Speaker
Description
Future e$^+$e$^-$ colliders, with their clean environment and triggerless operation, offer a unique opportunity to search for long-lived particles (LLPs). Considered in this contribution are prospects for LLP searches with the International Large Detector (ILD) providing almost continuous tracking in Time Projection Chamber (TPC) as the core of its tracking systems. The ILD has been developed as a detector concept for the ILC, but is also applicable to other Higgs Factory options.
The considered signature for neutral LLP production is a highly displaced decay vertex, which we search for in the TPC. Based on the full detector simulation, we study decays of both light and heavy LLPs. For the heavy, $\mathcal{O}$(100 GeV) LLPs, the most challenging scenarios are those with a small mass splitting between LLP and the dark matter candidate, resulting in only a very soft displaced track pair in the final state, not pointing to the interaction point. As the opposite extreme scenario we consider the production of light, $\mathcal{O}$(1 GeV) pseudo-scalar LLP, which decays to two highly boosted and almost colinear displaced tracks. Backgrounds both from soft beam-induced processes and hard physical events are taken into account. Different tracking system design options and their impact on the LLP reconstruction are discussed.

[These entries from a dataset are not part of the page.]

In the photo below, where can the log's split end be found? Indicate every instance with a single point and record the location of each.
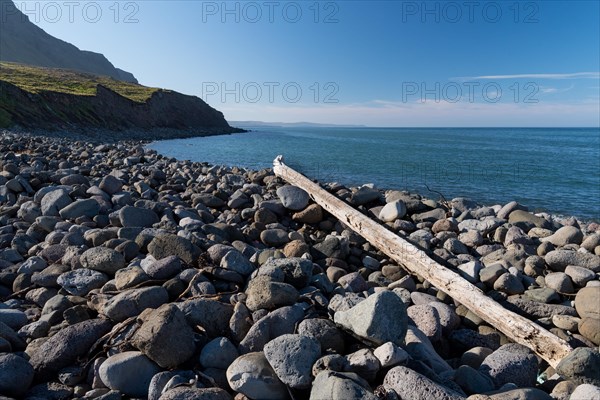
(519, 329)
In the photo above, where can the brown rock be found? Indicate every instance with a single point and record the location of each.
(590, 328)
(312, 214)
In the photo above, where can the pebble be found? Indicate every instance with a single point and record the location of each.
(586, 392)
(218, 353)
(292, 357)
(252, 375)
(506, 365)
(164, 336)
(262, 293)
(129, 372)
(63, 349)
(293, 197)
(581, 365)
(411, 385)
(102, 259)
(586, 302)
(332, 385)
(380, 318)
(393, 211)
(80, 282)
(16, 375)
(132, 302)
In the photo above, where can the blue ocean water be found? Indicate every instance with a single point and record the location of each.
(547, 169)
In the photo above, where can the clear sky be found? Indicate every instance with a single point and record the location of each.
(377, 63)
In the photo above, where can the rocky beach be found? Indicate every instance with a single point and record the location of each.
(127, 274)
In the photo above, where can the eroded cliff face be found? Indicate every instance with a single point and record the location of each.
(107, 109)
(24, 42)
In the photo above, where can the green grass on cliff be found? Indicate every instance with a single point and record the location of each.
(37, 79)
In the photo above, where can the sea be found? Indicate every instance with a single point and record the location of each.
(554, 170)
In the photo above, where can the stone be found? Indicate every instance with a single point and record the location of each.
(80, 208)
(558, 260)
(55, 201)
(165, 337)
(475, 356)
(102, 259)
(111, 184)
(296, 248)
(526, 220)
(325, 331)
(470, 271)
(411, 385)
(364, 363)
(333, 385)
(586, 392)
(293, 197)
(455, 246)
(190, 393)
(419, 347)
(427, 319)
(164, 268)
(292, 357)
(212, 315)
(236, 261)
(566, 322)
(297, 271)
(509, 284)
(380, 318)
(313, 214)
(14, 319)
(129, 372)
(560, 282)
(472, 381)
(565, 235)
(590, 328)
(390, 355)
(63, 349)
(252, 375)
(331, 247)
(506, 365)
(218, 353)
(264, 293)
(137, 216)
(429, 216)
(274, 237)
(132, 302)
(165, 245)
(393, 211)
(16, 375)
(129, 277)
(364, 195)
(581, 365)
(579, 275)
(79, 282)
(587, 302)
(444, 225)
(507, 209)
(276, 323)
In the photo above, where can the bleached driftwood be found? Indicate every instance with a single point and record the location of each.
(414, 260)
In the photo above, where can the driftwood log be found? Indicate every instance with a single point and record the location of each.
(416, 261)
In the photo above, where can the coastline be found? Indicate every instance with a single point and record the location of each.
(98, 135)
(226, 255)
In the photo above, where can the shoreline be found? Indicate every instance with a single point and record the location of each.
(100, 136)
(190, 271)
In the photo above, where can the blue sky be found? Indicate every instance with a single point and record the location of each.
(378, 63)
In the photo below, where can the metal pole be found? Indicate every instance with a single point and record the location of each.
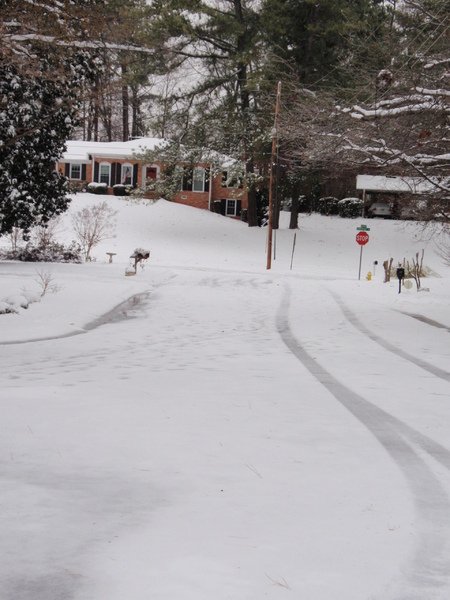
(360, 260)
(274, 146)
(293, 248)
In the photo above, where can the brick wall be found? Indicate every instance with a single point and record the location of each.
(195, 199)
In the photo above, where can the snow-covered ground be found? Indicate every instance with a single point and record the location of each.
(230, 432)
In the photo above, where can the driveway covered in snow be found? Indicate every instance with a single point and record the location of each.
(231, 433)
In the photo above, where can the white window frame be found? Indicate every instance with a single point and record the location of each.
(71, 173)
(227, 212)
(122, 177)
(198, 170)
(100, 173)
(144, 173)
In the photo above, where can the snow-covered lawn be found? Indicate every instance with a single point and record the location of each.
(232, 432)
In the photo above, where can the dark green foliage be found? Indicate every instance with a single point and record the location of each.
(326, 206)
(38, 113)
(350, 207)
(324, 41)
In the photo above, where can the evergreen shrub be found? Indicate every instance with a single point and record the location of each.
(97, 188)
(327, 205)
(121, 190)
(350, 207)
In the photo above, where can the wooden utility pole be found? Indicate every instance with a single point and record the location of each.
(271, 176)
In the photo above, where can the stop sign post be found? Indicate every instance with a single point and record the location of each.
(362, 237)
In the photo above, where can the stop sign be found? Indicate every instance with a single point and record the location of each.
(362, 238)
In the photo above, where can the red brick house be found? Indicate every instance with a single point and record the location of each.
(113, 163)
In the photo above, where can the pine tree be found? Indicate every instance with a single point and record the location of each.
(41, 74)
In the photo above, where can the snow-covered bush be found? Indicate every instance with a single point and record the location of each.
(53, 252)
(6, 308)
(97, 188)
(121, 190)
(92, 225)
(327, 205)
(350, 207)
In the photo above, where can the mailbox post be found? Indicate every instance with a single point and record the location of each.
(400, 276)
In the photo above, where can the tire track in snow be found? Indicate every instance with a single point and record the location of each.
(353, 319)
(427, 572)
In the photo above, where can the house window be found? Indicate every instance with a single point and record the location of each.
(230, 208)
(75, 171)
(151, 173)
(105, 173)
(126, 175)
(231, 180)
(198, 180)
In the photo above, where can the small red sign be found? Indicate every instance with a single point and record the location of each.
(362, 238)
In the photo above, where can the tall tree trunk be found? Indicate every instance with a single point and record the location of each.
(293, 223)
(136, 126)
(125, 105)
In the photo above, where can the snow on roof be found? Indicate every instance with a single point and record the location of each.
(78, 150)
(81, 151)
(381, 183)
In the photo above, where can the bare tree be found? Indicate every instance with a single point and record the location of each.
(92, 225)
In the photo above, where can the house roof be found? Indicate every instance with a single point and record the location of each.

Assuming a single displaced vertex signature, the limits on signal production cross-section are presented for a wide range of LLP lifetimes and a set of masses or mass splittings. These limits are to a large extent model-independent, reflecting kinematic properties of the considered signature. They can be used to set limits on particular models, also for more complex signatures involving displaced vertices.